The Washington Post’s front-page Obama story on Friday includes a glaring error. Reporters Krissah Thompson and Cheryl Thompson began with a reference to Barack Obama’s first speech before the "nation’s oldest civil rights organization."
This is a standard claim in stories on the NAACP, but it’s untrue – the NAACP just turned 100, but the National Rifle Association was founded in 1871. This is only true if "civil rights group" can only be used as an honorific synonym for "black interest group." If the election of Obama ends one era of the "civil rights" struggle, can reporters stop using the "civil rights" tag just for black groups?
The Friday story by Thompson and Thompson never defined the NAACP as a liberal group or part of the Democratic base, even as the NAACP lobbies for Sonia Sotomayor’s confirmation. This is also typical. In a 1994 study of 2,707 NAACP news stories in national newspapers, we found eight liberal labels, or in 0.3 percent of stories.
The Post story featured no one who’s critical of the NAACP, or who would suggest they do not represent all blacks. The story does carry a sympathetic aura of panic that the NAACP "grapples with relevancy in an age that has been described as post-racial." It praised the "towering figures" of the NAACP like W.E.B. du Bois, but ignored more recent NAACP leaders like Benjamin Chavis, who was forced out in 1994 after he used NAACP money to settle a sexual-harassment charge against him.
The same favorable treatment – no labels, no scandals, no critics – unfurled in a Sunday piece by Krissah Thompson. (She also filed a piece on the NAACP's actual anniversary in February, with no labels or critics, but which mentioned the Chavis scandal in passing.)
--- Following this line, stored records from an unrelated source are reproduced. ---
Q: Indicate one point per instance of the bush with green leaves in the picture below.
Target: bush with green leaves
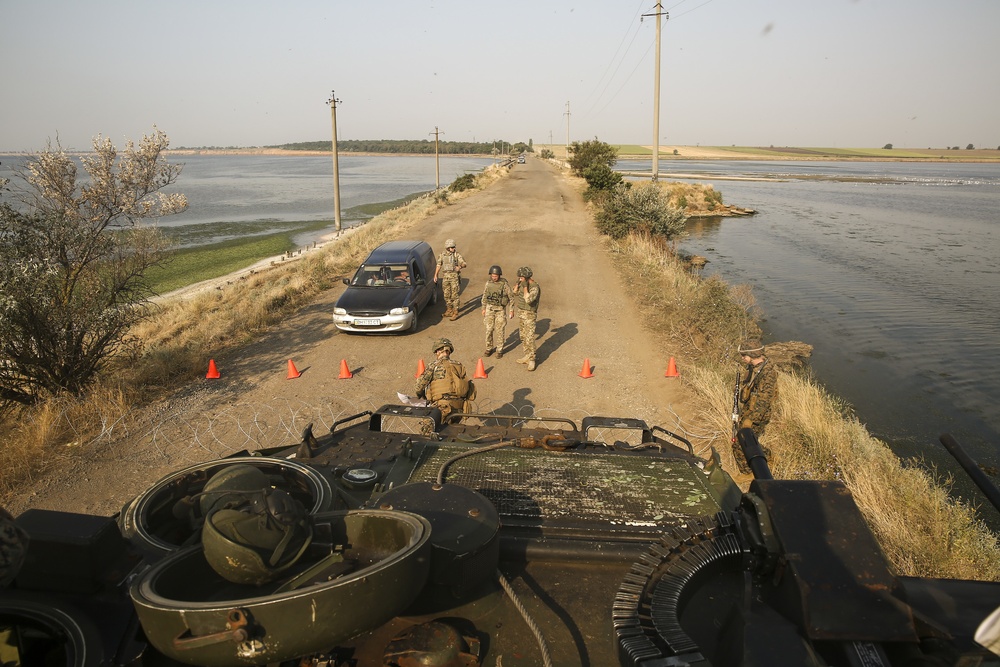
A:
(73, 260)
(463, 182)
(644, 208)
(583, 156)
(600, 178)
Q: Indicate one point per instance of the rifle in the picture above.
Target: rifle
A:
(736, 406)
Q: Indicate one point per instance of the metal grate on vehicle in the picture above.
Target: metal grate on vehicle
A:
(615, 489)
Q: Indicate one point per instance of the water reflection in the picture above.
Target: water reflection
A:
(896, 285)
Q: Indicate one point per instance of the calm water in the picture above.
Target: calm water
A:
(890, 270)
(240, 195)
(263, 193)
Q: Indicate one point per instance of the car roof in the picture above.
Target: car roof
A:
(394, 252)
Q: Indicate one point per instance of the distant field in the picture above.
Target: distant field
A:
(796, 153)
(793, 153)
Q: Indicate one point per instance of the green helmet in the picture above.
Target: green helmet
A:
(443, 342)
(255, 540)
(237, 478)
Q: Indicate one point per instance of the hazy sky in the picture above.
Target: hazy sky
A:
(831, 73)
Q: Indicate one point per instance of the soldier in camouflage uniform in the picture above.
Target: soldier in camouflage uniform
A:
(449, 270)
(758, 391)
(526, 296)
(497, 309)
(444, 383)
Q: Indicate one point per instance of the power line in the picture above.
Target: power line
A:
(611, 62)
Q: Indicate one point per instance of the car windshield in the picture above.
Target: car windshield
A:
(383, 275)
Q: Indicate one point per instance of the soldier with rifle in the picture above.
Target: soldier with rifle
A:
(755, 392)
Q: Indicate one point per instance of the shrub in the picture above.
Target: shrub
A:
(591, 153)
(644, 208)
(463, 182)
(600, 178)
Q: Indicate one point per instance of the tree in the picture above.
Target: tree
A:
(590, 153)
(644, 208)
(73, 257)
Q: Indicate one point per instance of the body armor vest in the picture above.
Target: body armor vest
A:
(496, 293)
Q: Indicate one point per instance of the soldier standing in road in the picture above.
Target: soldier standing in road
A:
(758, 391)
(444, 383)
(497, 309)
(526, 296)
(449, 269)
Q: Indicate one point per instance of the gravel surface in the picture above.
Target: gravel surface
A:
(535, 217)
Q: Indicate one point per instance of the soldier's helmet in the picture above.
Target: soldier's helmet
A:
(442, 343)
(751, 348)
(254, 539)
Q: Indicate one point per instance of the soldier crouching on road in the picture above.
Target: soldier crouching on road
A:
(449, 270)
(444, 383)
(526, 296)
(497, 309)
(758, 391)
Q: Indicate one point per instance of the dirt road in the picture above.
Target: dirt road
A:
(534, 218)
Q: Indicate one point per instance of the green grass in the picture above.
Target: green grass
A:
(191, 265)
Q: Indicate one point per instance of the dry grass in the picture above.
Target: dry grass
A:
(923, 531)
(176, 342)
(701, 319)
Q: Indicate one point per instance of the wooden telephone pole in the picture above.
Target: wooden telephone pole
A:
(336, 165)
(437, 160)
(656, 93)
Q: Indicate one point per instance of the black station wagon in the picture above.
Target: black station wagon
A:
(389, 290)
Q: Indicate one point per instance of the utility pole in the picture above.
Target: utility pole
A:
(336, 165)
(567, 129)
(437, 160)
(656, 93)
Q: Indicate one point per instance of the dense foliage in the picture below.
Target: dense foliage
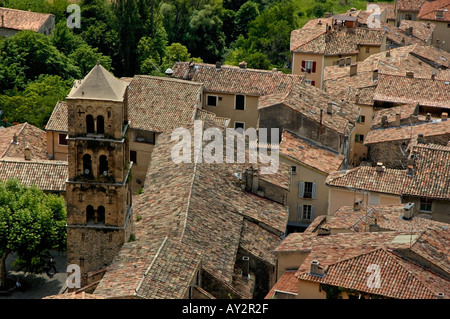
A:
(31, 224)
(129, 37)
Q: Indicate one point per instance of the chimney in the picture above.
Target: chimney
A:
(421, 139)
(353, 69)
(379, 167)
(375, 75)
(28, 153)
(330, 108)
(409, 171)
(357, 205)
(384, 121)
(316, 269)
(408, 211)
(243, 65)
(245, 267)
(374, 227)
(397, 119)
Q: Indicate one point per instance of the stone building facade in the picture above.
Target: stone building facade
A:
(99, 200)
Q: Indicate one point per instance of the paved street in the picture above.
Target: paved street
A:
(38, 286)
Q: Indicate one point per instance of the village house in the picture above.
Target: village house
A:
(390, 145)
(233, 92)
(332, 41)
(155, 105)
(437, 12)
(310, 165)
(13, 21)
(23, 156)
(196, 217)
(313, 265)
(312, 114)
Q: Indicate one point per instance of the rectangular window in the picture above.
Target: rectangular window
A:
(307, 190)
(133, 157)
(239, 125)
(211, 100)
(425, 204)
(62, 139)
(240, 102)
(310, 67)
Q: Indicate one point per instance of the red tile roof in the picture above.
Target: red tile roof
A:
(23, 20)
(235, 80)
(388, 181)
(430, 8)
(310, 154)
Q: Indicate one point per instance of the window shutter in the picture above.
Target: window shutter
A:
(314, 191)
(300, 212)
(301, 189)
(313, 212)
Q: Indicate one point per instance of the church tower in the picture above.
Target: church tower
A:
(99, 204)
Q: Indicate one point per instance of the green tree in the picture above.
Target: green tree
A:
(31, 224)
(36, 103)
(27, 55)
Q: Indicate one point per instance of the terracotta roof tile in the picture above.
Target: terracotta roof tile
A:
(388, 217)
(398, 278)
(310, 154)
(23, 20)
(158, 104)
(309, 101)
(388, 181)
(429, 10)
(45, 174)
(234, 80)
(431, 177)
(27, 136)
(406, 132)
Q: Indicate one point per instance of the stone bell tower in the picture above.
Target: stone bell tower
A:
(99, 205)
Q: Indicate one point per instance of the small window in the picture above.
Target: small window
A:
(133, 157)
(211, 100)
(239, 125)
(359, 138)
(425, 204)
(240, 102)
(100, 125)
(62, 139)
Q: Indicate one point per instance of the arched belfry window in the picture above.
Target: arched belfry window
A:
(90, 126)
(103, 167)
(87, 164)
(101, 215)
(100, 125)
(90, 214)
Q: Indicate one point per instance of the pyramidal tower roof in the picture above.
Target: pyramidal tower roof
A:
(99, 84)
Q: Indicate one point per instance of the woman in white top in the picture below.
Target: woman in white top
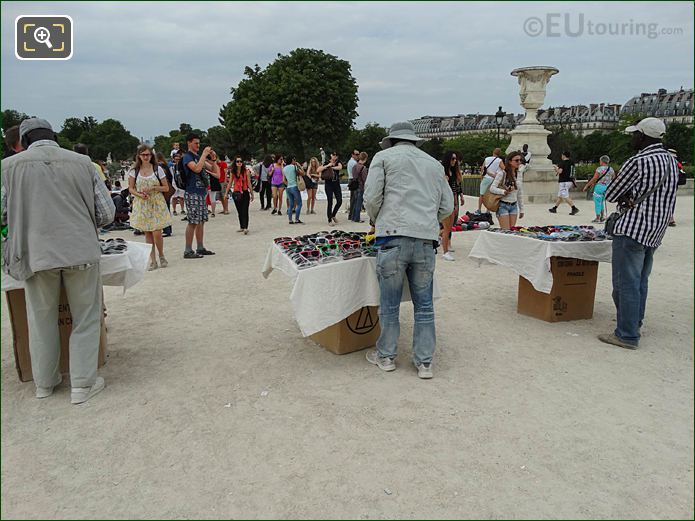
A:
(508, 182)
(147, 184)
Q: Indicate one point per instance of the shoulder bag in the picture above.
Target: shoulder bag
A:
(492, 200)
(612, 221)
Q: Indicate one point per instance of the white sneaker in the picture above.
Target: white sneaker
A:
(45, 392)
(385, 364)
(82, 394)
(424, 371)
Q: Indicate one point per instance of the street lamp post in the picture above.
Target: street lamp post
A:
(499, 117)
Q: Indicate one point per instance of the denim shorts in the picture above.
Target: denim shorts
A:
(507, 209)
(485, 183)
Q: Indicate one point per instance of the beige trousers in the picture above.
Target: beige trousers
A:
(83, 289)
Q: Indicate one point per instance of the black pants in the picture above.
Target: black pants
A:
(333, 189)
(266, 194)
(242, 208)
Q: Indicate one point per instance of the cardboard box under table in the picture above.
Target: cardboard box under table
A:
(557, 280)
(16, 305)
(126, 270)
(337, 304)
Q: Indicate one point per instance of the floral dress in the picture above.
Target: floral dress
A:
(151, 214)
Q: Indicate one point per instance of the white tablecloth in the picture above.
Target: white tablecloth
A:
(530, 258)
(326, 294)
(124, 269)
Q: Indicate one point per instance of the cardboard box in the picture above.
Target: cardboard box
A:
(358, 331)
(16, 305)
(572, 295)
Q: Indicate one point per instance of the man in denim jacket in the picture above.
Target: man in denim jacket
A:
(407, 196)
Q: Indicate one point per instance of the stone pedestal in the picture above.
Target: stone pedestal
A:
(540, 181)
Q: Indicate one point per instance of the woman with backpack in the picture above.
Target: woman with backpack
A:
(508, 183)
(147, 183)
(242, 192)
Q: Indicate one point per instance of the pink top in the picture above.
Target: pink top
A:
(276, 175)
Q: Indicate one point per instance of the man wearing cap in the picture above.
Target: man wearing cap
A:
(407, 196)
(640, 228)
(58, 244)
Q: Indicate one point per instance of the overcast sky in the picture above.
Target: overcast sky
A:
(153, 65)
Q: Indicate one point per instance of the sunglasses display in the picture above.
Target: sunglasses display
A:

The lack of labels seem especially egregious when the Post reports who was the Obama dinner’s guest of honor:
Julian Bond, the longtime chairman of the NAACP and the dinner's guest of honor, said after Obama's speech, "Whenever any president's aims align with ours, we have been eager to help them achieve their aim. Curiously, a great many of President Obama's goals align with ours, probably more than any other president. We are going to do everything we can to make sure that our mutual goals become successful."
Bond has swung wildly at the "radical right," but somehow he’s not at the helm of a liberal group. As Brent Bozell summarized in 2000:
NAACP leader Julian Bond has charged that Republican congressional leaders are "become the running dogs of the wacky radical right" and are contributing to a situation where "white supremacy" is "everywhere in America."
Then there was Bond’s inflammatory proclamation on CNN that he "wholeheartedly believes" Camille Cosby’s charge that "America taught our son's killer to hate African-Americans," which smears more than Republicans. [Ennis Cosby was killed by a white Ukrainian immigrant in 1997.]
There’s Bond’s declaration that the Reagan presidency marked a time when the Republicans were "a crazed swarm of right-wing locusts" waging an "assault on the rule of law" intended "to subvert, ignore, defy and destroy the laws that require an America which is bias-free."
The Washington Post is certainly not "bias-free" when it comes to the NAACP.